来春スタートの管理計画認定制度の基準に 長期修繕計画ガイドライン及び修繕積立金ガイドライン見直し

 国土交通省は、昨年6月の「マンション管理適正化法」の改正を踏まえ、「マンション管理の新制度の施行に関する検討会」を開催し、同検討会で改正法の施行に向けた検討を進め、9月末、「長期修繕計画」と「修繕積立金」のガイドラインの見直しを行った。2つのガイドラインはどの様に見直されたのだろうか。

長期修繕計画ガイドライン

計画期間が30年以上に

 望ましい計画期間について、従来は、新築マンション30年、既存マンション25年以上となっていたが、見直しでは、既存マンションも新築マンション同様、大規模修繕工事2回を含む30年以上とした。
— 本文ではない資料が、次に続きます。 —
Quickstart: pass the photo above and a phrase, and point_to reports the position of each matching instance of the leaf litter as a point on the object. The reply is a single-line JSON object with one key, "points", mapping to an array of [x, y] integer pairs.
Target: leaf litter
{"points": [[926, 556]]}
また、計画の見直しについて、従来は「一定期間ごと」と記載されていたのに対し、「一定期間(5年程度)ごと」と、具体的な期間が記載された。

修繕周期に幅を持たせて記載

 工事箇所別の修繕周期の目安について、従来より一定の幅を持たせた記載とした。
 例えば、外壁の塗装塗替えについては、12年から12~15年に、空調・換気設備の取換は、15年から13~17年などとしている。

社会的要請を踏まえた記述を追記

 築年数の古いマンションには、省エネ性能が低いものが多いことから、大規模修繕工事時に、省エネ改修工事(壁・屋上の外断熱改修工事、窓の断熱改修工事等)を実施することが、脱炭素社会の実現のみならず、各区分所有者の光熱費負担を低下させる観点からも有意義と考えられることを記載したほか、エレベーターの点検にあたり、国土交通省が2016年策定した「昇降機の適切な維持管理に関する指針」に沿って定期的に点検を行う重要性も記載された。

修繕積立金ガイドライン

 従来のガイドラインでは、その対象が新築マンションの購入予定者であったが、既存マンションの区分所有者や購入予定者でも、修繕積立金に関する基本的な知識や修繕積立金の額の目安について参照できるよう改訂された。

修繕積立金の㎡単価を更新

 修繕積立金の額の目安は、マンションの規模や築年数等に偏りが出ないよう、長期修繕計画の事例(366事例)を分析して算出している(表1参照)。特に、20階建て以上の超高層マンションは、工事費が増える傾向があるため、「地上20階以上」の目安を設けた。「地上20階未満」のマンションは、延床面積により工事費が異なる傾向が見られるため、延床面積で区分した目安を示している。ただし、事例にはばらつきが大きいため、平均値とともに、事例の大部分が収まるような範囲を示す「事例の3分の2が包含される幅」が示されている。

 

表1 計画期間全体における修繕積立金の平均額の目安

修繕積立金額算出の計算式を見直し

 修繕積立金の計算式が、従来の新築マンションのみから、既存マンションにも適用されることに鑑み、すでに積み立てられた修繕積立金の残高をもとに、修繕積立金の目安額を算出する計算式に変更された(表2参照)。
 各ガイドラインの見直しの内容は、来年4月からスタートするマンション管理計画認定制度の認定基準として用いられることが予定されている。